When it comes to thinking, we can learn a lot from our children. Dr Jinan Harith Darwish thinks it’s high time we drew and wrote our way out of sticky situations and dropped convention. 

As clichéd as the phrase is, ‘thinking outside the box’ will stand you in good stead in life. It implies tackling problems in untraditional, innovative ways; conceptualising problems differently and understanding your position in relation to a situation you never thought of before.

Thinking outside the box eliminates the mundane, the forced perspective and the danger of repeatedly facing an issue in the same manner. Although you might think you know how to deal with a certain situation, you may be going about it in a way that stunts creative possibilities and sees you returning to the same problem time and time again.
Make an effort to push your thinking up to and beyond its limit – the aptitude you foster may come in handy the next time you face a situation that ‘everybody knows’ how to solve. And this is where the little tots come in handy.

Children draw their way out of situations. They can express themselves best with a rainbow of crayons and a free mind. Take note of their approach and sketch the problem out – even if it is a method usually reserved for children. Drawing a picture allows you to visualise a problem and engage with a type of thinking that isn’t normally exercised, and gives you a creative boost that you might not have expected.
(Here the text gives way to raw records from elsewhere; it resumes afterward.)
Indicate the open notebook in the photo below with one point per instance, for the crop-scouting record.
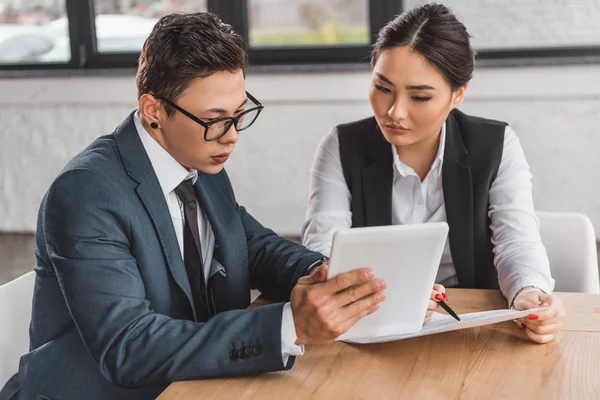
(445, 323)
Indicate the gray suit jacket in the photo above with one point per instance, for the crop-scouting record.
(113, 315)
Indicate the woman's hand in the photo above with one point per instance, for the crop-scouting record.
(540, 327)
(437, 294)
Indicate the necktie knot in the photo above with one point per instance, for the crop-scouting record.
(185, 191)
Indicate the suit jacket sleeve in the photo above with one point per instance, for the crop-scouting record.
(275, 263)
(87, 240)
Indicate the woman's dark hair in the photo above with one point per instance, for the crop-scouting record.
(183, 47)
(435, 33)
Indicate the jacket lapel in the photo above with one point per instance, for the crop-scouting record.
(458, 199)
(230, 244)
(378, 177)
(140, 169)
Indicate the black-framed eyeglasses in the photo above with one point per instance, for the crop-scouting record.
(216, 129)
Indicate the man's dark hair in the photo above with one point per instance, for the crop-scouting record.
(183, 47)
(435, 33)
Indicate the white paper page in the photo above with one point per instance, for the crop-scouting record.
(444, 323)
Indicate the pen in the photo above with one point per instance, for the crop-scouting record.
(447, 307)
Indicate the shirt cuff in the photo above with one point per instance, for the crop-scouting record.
(288, 336)
(528, 282)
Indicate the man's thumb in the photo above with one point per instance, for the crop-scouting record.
(319, 274)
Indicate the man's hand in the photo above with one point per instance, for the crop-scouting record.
(324, 309)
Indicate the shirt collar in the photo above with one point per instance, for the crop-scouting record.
(168, 171)
(405, 170)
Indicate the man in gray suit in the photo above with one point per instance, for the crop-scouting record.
(144, 259)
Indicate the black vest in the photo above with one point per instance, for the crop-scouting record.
(472, 157)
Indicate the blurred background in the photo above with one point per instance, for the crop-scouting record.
(67, 71)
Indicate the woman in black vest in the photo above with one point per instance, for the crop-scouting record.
(420, 159)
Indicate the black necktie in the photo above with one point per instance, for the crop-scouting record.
(192, 250)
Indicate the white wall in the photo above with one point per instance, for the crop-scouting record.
(555, 111)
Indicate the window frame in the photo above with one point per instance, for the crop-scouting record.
(85, 55)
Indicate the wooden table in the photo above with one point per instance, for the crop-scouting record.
(493, 362)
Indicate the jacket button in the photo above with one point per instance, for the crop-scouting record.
(242, 353)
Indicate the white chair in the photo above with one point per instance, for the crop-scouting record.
(570, 241)
(15, 315)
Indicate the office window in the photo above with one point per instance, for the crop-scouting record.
(122, 26)
(285, 23)
(33, 32)
(527, 24)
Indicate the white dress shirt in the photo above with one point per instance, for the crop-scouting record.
(519, 255)
(170, 174)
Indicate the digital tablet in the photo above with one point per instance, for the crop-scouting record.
(407, 257)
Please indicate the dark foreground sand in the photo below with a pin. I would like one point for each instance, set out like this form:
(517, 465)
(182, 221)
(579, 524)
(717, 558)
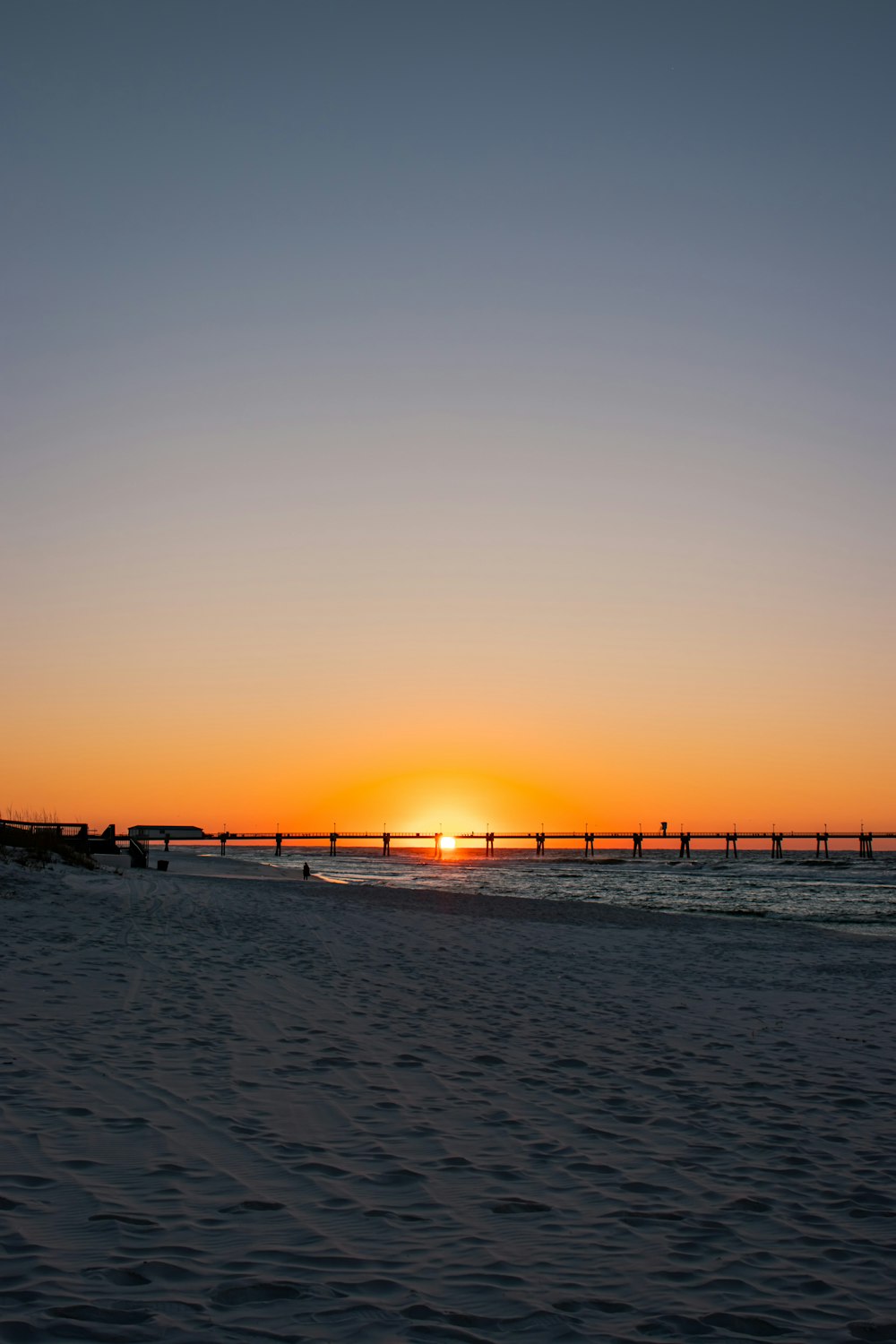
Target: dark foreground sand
(250, 1109)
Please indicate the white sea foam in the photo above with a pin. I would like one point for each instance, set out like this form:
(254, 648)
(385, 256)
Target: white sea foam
(261, 1107)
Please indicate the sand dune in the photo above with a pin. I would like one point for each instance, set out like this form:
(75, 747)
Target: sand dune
(255, 1109)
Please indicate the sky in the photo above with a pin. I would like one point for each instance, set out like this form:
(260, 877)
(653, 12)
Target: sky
(429, 411)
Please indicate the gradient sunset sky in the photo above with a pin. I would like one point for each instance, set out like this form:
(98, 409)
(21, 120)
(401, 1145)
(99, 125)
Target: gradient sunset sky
(443, 411)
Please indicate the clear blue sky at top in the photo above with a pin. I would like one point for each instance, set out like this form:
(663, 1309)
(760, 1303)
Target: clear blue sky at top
(570, 207)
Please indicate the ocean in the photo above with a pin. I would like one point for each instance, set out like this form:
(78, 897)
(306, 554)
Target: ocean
(844, 892)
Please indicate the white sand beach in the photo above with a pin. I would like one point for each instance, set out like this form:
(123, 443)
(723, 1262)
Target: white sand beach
(242, 1107)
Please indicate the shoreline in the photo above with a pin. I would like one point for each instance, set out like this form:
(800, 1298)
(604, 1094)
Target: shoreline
(236, 1102)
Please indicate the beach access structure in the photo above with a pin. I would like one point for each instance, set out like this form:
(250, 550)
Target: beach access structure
(541, 838)
(136, 839)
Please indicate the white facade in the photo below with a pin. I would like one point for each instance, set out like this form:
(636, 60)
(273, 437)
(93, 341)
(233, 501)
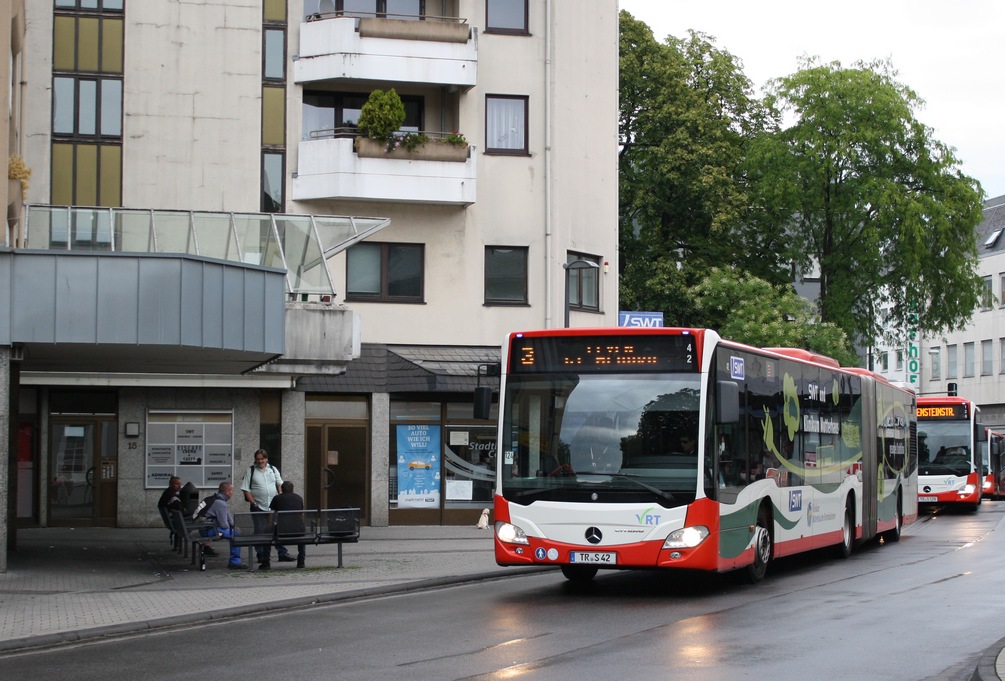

Another way, perhaps more adult-appropriate, of problem solving is writing poetry. Poetry neatly bridges the rational, left side of the brain with the creative right side. Though it may feel nonsensical (getting comfortable with feeling nonsensical might be another way to think outside the box) write a poem about the problem you’re trying to solve. Your poem doesn’t necessarily have to provide a solution – the concept is to deflect your thinking away from your brain’s logic and into a more creative part of the brain, where it can be mulled over in a non-rational way. Don’t forget, no one has to ever see your poem!

Children are inherently more creative before society takes a hold and moulds their brains to think like everyone else. Before this process is underway, children think and speak with an oblivion to what is considered the ‘done way’ – which is so useful. Ask a child how they might tackle a problem: I guarantee it will put a refreshing smile on you face. If a child isn’t around, shake off your adult sensibilities and think like a child: how might you tackle an issue so that a child would nod happily and understand? It’s not so much a task in being a child but an attempt to try to jog your thinking down the road less travelled.

You won’t always find a ‘box’ to shove your problems into, so it’s essential to jump over those parameters and go against the grain of the social norm. And at other times you’ll find a creative breakthrough staring at you in the face – it happens a lot more than your brain registers.